If you learn something when you need it, your attention span is more than 50pc. If you apply it right away, it’s 70pc. If you teach someone else, it’s 90pc.

Embedding learning bytes as you go along and evolve creates better outcomes, and technology is enabling that. And the likes of AI and machine learning are removing and accelerating processes that are administrative and repetitive. There is no need to fear it, it is assisting in portions of a role, not full roles. To remain agile or curious with a growth mindset, machine learning is a necessary thing in an organisation to make you profitable and more efficient. Who wants to stay stagnated?

What has been the biggest culture change within ServiceNow in the last five years?

I think it’s bringing the human back into the workforce, bringing that sense of belonging to a community and engaging with everybody about what it means to be ‘uniquely me’. We want to encourage people to be their authentic selves in the workplace and excel at their job, be accepted, be respected, and be cared for.

ServiceNow CEO John Donahoe, myself and other leadership members are really embracing our growth mindset, coupled with this sense of belonging, talking about diversity and inclusion, and putting the human into the community and showing care in every interaction – always listening, responding and being transparent.

Figuring out what that diverse voice is that’s missing at the table – to unlock innovation, better outcomes, and to have conflict through collaboration – is where the magic happens.

What key strategies are you using to prepare for the future of work?

Culture and employee experience are increasingly becoming more ‘top of mind’ for every organisation.

Not that long ago, employee experience was seen as the front-end funnel of hiring – ‘How graciously can I court you and onboard you?’ Then it stopped.

I said, “If you actually map the employee experience, what is that?” It is three big things: one is culture, the employee value proposition that the organisation will deliver through behaviours, policies and practices; secondly, the systems and tools that allow employees to do great work to drive productivity; and thirdly, the environment in which they work.

By this, I mean both physical and digital environment; for example, video-conferencing is really valuable to read body language and to see that everybody is listening to you rather than putting you on mute while a team at work all have a conversation and you’re none the wiser.

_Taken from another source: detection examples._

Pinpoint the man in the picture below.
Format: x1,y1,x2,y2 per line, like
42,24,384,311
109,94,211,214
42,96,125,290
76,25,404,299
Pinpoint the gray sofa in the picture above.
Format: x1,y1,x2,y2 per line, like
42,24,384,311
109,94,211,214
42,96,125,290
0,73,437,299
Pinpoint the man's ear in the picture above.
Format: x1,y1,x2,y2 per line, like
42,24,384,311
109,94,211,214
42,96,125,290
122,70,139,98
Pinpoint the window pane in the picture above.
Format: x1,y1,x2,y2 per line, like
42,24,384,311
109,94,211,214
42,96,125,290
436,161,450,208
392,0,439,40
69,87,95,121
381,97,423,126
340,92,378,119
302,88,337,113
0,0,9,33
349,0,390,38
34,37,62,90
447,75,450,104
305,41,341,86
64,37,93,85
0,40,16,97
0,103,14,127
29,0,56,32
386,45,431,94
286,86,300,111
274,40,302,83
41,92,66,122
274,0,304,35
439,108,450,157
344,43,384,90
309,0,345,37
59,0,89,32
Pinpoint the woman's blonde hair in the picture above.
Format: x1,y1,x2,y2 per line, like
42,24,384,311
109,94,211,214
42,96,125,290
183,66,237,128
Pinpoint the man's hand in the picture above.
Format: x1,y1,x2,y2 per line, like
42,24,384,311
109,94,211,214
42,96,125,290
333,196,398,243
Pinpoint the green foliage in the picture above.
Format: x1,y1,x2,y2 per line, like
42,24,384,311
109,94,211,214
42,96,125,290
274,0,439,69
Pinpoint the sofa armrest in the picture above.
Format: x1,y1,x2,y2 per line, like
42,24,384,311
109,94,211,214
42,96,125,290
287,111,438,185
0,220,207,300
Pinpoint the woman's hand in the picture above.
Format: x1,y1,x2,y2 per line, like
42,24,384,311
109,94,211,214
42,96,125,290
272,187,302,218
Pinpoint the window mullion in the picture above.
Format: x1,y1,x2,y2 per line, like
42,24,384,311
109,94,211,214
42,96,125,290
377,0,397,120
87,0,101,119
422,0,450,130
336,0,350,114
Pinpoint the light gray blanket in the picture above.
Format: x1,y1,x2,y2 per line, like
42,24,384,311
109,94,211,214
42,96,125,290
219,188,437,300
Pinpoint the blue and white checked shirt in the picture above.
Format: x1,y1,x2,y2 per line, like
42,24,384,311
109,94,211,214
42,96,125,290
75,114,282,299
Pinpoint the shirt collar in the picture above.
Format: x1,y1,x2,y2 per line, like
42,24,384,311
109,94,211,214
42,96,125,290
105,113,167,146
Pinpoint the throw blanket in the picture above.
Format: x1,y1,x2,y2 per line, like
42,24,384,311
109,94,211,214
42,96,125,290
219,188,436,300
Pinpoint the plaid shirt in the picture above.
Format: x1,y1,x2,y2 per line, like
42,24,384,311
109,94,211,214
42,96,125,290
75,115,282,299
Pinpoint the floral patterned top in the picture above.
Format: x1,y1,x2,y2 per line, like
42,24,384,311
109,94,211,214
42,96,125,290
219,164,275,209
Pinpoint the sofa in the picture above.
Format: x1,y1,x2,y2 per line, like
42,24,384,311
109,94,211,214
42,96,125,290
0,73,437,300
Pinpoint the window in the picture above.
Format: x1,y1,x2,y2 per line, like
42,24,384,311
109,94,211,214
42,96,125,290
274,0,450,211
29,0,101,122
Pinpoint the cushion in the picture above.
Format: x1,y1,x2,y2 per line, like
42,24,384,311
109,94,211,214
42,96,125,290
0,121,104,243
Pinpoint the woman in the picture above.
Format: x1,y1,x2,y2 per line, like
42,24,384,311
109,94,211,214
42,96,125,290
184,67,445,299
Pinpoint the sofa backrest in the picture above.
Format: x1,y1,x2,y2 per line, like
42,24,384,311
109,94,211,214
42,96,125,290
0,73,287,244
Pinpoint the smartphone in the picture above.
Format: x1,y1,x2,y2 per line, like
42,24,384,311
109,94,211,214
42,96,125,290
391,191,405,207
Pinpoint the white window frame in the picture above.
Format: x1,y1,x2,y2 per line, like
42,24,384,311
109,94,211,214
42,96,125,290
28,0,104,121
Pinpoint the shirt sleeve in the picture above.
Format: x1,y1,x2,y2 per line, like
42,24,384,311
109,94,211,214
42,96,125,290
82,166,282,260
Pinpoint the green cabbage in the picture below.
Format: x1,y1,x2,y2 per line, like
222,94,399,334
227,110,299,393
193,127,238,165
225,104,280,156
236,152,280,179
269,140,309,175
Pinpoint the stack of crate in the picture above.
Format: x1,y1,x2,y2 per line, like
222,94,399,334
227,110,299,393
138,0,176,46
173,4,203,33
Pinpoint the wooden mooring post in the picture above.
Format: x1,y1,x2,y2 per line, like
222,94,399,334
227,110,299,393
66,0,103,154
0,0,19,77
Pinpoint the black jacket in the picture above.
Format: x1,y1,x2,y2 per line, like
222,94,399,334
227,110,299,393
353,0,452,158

What is the one thing you think HR teams should stop doing, or start doing differently?

Translate your language into the business’s language and echo back to clarify understanding. If you’re driving change and you feel there is tension or lack of understanding, just pause and listen more in an effort to seek to understand their side. I always tell my team, “Argue like you’re right and listen like you’re wrong.” Don’t get so wedded to your HR speak. Help to translate it into language they understand and the DNA of the business to make it part of their agenda.